The first beauty pageant judged by artificial intelligence was held in 2016. The program was designed to judge impartial aspects such as facial symmetry and wrinkles, but out of the 44 winners, the majority were white, some were Asian and only one was a dark-skinned person. In view of the apparent objectiveness in the selection, the results reflected a clear preference towards light skin. According to the lead scientist, the main issue with the pageant was that the images used by the project to establish beauty standards did not include sufficient data for minorities.

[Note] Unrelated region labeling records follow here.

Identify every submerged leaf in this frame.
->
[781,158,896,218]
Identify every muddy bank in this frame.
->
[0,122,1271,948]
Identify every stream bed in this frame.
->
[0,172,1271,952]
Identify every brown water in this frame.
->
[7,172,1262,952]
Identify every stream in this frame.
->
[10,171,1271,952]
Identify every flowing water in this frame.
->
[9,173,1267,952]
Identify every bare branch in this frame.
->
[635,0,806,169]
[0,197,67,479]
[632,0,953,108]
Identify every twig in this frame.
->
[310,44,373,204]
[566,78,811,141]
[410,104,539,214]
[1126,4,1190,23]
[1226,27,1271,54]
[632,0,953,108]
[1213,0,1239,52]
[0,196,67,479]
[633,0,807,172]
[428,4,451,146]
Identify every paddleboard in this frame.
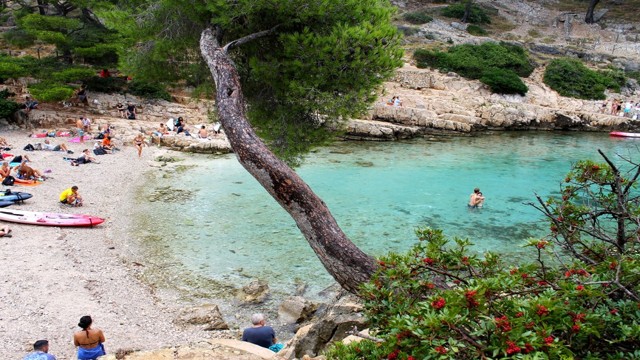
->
[0,209,104,226]
[0,191,33,202]
[69,135,93,142]
[609,131,640,138]
[0,176,42,188]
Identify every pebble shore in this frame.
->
[0,131,211,360]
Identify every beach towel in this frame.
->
[78,344,107,360]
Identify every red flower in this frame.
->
[496,316,511,332]
[536,305,549,316]
[425,283,436,289]
[431,296,447,310]
[434,346,449,355]
[522,343,536,354]
[507,341,521,355]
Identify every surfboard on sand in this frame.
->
[0,176,42,188]
[0,209,104,227]
[0,190,33,202]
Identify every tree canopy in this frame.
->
[97,0,402,163]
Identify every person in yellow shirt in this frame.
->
[60,185,82,206]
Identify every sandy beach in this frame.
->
[0,131,216,360]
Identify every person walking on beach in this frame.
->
[73,315,107,360]
[60,185,82,207]
[133,133,147,158]
[467,188,484,209]
[22,340,56,360]
[242,313,283,352]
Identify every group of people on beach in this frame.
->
[22,315,107,360]
[22,313,284,360]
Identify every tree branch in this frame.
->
[222,25,280,53]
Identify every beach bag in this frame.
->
[2,175,16,186]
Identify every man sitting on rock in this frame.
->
[242,313,283,352]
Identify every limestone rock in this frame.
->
[178,304,229,330]
[278,296,318,324]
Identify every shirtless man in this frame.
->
[467,188,484,209]
[198,125,209,139]
[76,116,84,144]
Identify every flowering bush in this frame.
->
[327,155,640,360]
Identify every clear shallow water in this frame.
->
[140,132,638,292]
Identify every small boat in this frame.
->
[0,209,104,226]
[609,131,640,138]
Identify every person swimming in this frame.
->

Three years ago, Carnegie Mellon University revealed that high-paying job ads were shown to many more men than women. According to the study, an ad for a position paying more than $200,000 was displayed 1,800 times to male users as opposed to 300 times to female users. One of the potential effects of this type of gender-based discrimination is workplace inequality: women cannot apply to jobs that are not offered to them.

An algorithm is only as good as the data we input. “Artificial intelligence systems do not have intentionality but the decisions they learn are based on the data that is fed to them,” states the director of the AI Research Institute at the Spanish National Research Council. Although the examples used in this article are important, certain decisions made by artificial intelligence could have much more serious consequences: some algorithms decide who has the right to receive a mortgage, a life insurance policy or a college loan.

What can be done to make sure that algorithms do not perpetuate human biases? Inclusiveness is one of the solutions that many researchers believe in: we must be more careful in selecting the people who design and train automated learning systems because artificial intelligence will reflect the values of its creators. Building teams that include women and ethnic minorities could be a step towards reducing discrimination. Some specialists recommend for everyone involved in this type of technology to have some type of values training to help them understand the importance of their actions. Finally, other experts point out that the responsibility also lies in everyone who posts content on the Internet because machines learn from user interactions and data. Caliskan supports this concept and believes that if a more inclusive language was used, stereotypical associations would decrease.

Algorithms will be whatever we want them to be, so we cannot allow those machines, to which we give a certain degree of objectiveness and that make decisions for us and accompany us in our everyday lives, to copy and amplify human errors.